La Mutuelle des architectes français, assureur historique de la profession d'architecte, a intégré dans ses polices d'assurance les missions BIM de ses sociétaires, des contrats qui fixent les définitions, les rôles, les responsabilités, avec des outils pour formaliser cette nouvelle acception du risque. Les architectes devront vérifier l'adéquation de leurs contrats avec ces dispositions.
Afin de couvrir les risques du numérique pendant la phase de construction, la Société mutuelle d'assurances du bâtiment et travaux publics (SMABTP) a lancé en mai 2018 le contrat « tous risques chantier cyber » (TRC cyber), qui couvre le risque de poursuite du chantier après une cyberattaque, en prenant en charge ses conséquences financières, y compris les pertes d'exploitation.
– Les assurances du
BIM Management
. – Dans l'hypothèse où le BIM Manager exerce une activité permettant de le qualifier de constructeur, il doit être titulaire d'une assurance permettant de couvrir sa responsabilité décennale. En revanche, dans l'hypothèse où le BIM Manager n'exerce pas d'activité permettant de le qualifier de constructeur, il est alors responsable sur le fondement du droit commun de la responsabilité. Certains auteurs recommandent, par défaut, d'intégrer cette garantie systématiquement dans les contrats d'assurance des BIM Managers
V. A.-C. Navarro, BIM, objets connectés… les défis de l'assurance pour demain : Opérations Immobilières juin 2019, no 116, 36832167.
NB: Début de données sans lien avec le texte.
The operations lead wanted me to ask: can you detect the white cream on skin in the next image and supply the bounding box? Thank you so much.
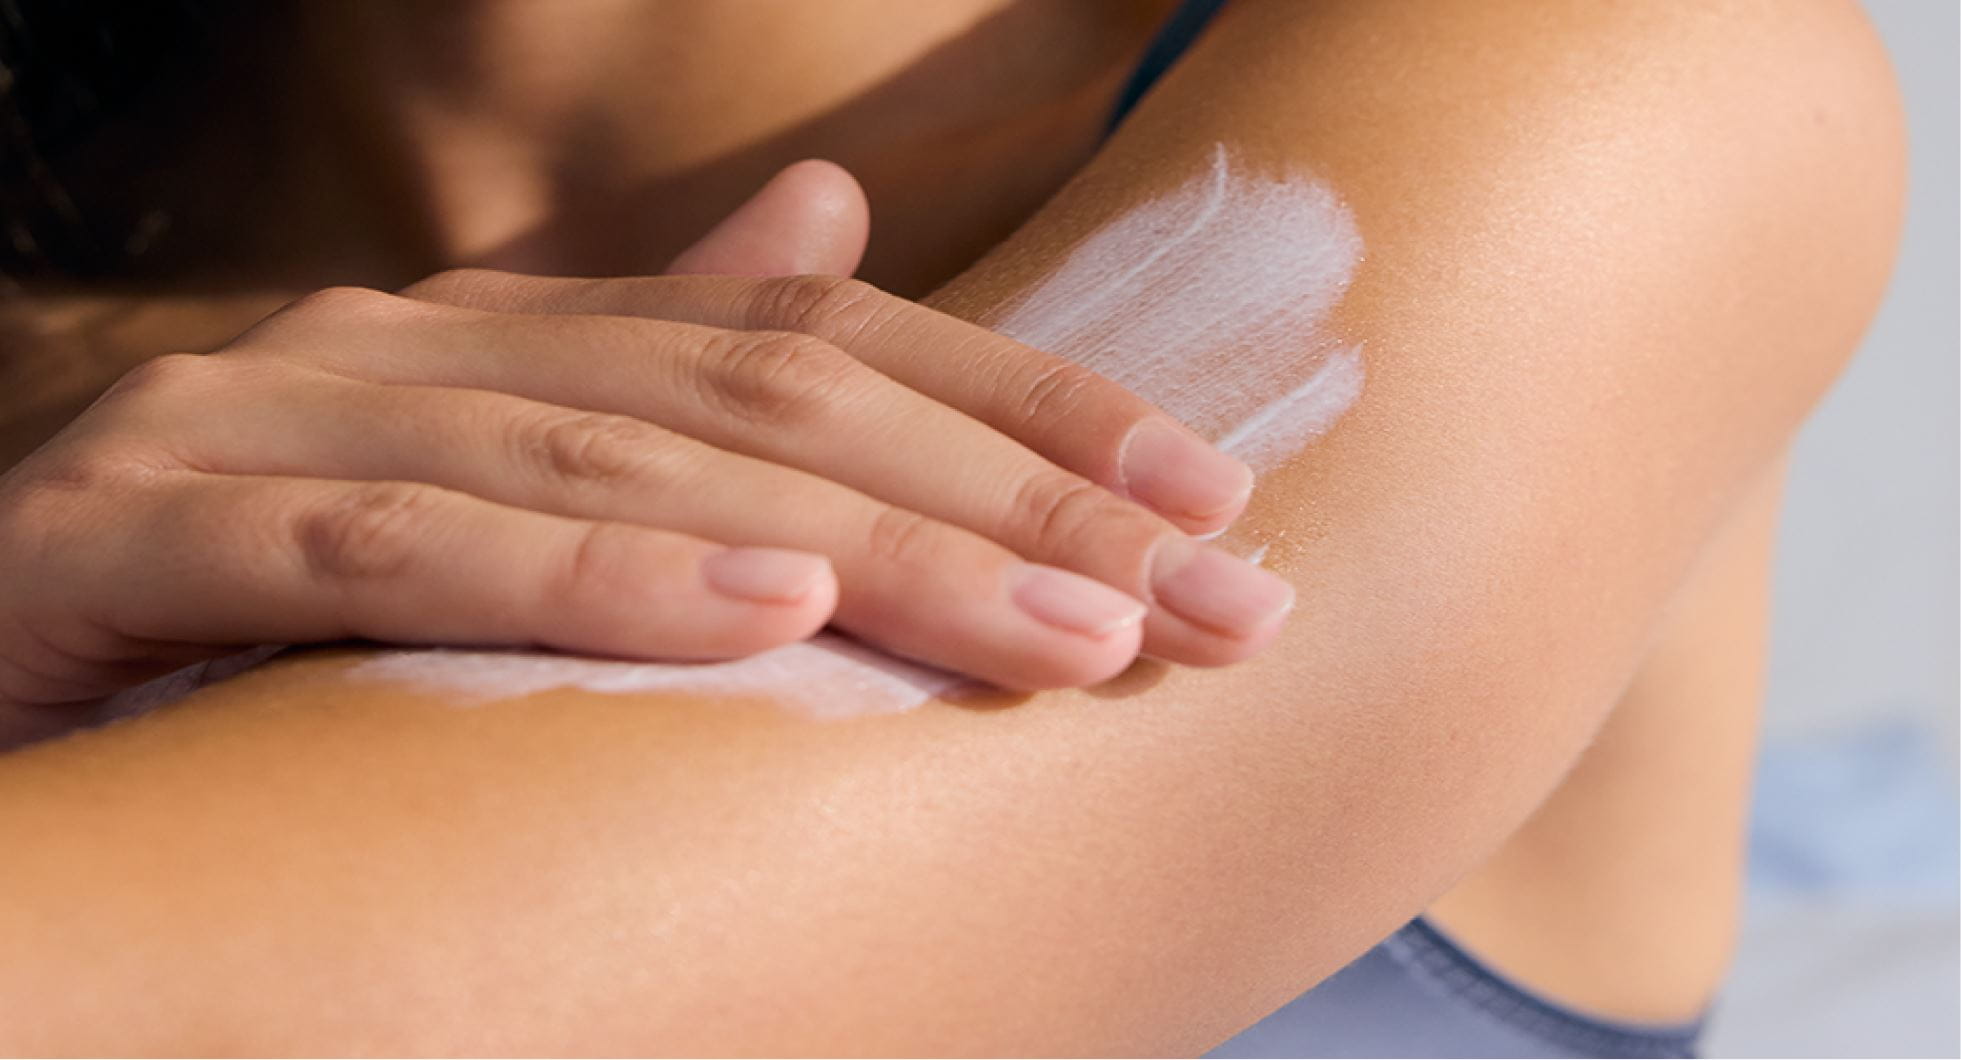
[120,145,1363,719]
[351,633,961,719]
[988,144,1365,473]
. Le support informatique de la prestation pose également la question d'une assurance spécifique couvrant la responsabilité du BIM Manager au titre de ses activités de prestations de services informatiques. Compte tenu du caractère relativement récent du BIM, cette question reste ouverte.
– La pratique des assureurs et
BIM Managers
. – Il semble que les assureurs ont dans un premier temps eu un positionnement prudentiel, en imposant aux spécialistes du BIM Management de souscrire une assurance dommages ouvrage et responsabilité civile. Aujourd'hui, avec plus de recul, des assureurs acceptent de moduler l'assurance professionnelle des BIM Manager, en excluant les assurances décennales, dès lors que le BIM Manager s'interdit toute intervention à l'acte de construire et d'effectuer des activités de synthèse et de détection des erreurs. Il est primordial que les contrats passés avec le maître d'ouvrage et les autres contrats tiennent compte de cette exclusion. Faute de respecter cet engagement, le BIM Manager qui participerait activement à l'acte de construire, en offrant spontanément des services de synthèse ou des conseils sur les techniques constructives, engagerait sa responsabilité pénale et ne serait pas assuré pour les éventuels dommages dont il serait l'auteur. Par ailleurs, il semble que la maîtrise d'œuvre, qui assistera le maître d'ouvrage dans la conclusion des contrats, aura le devoir d'alerter le maître d'ouvrage sur l'absence d'assurance décennale du BIM Manager.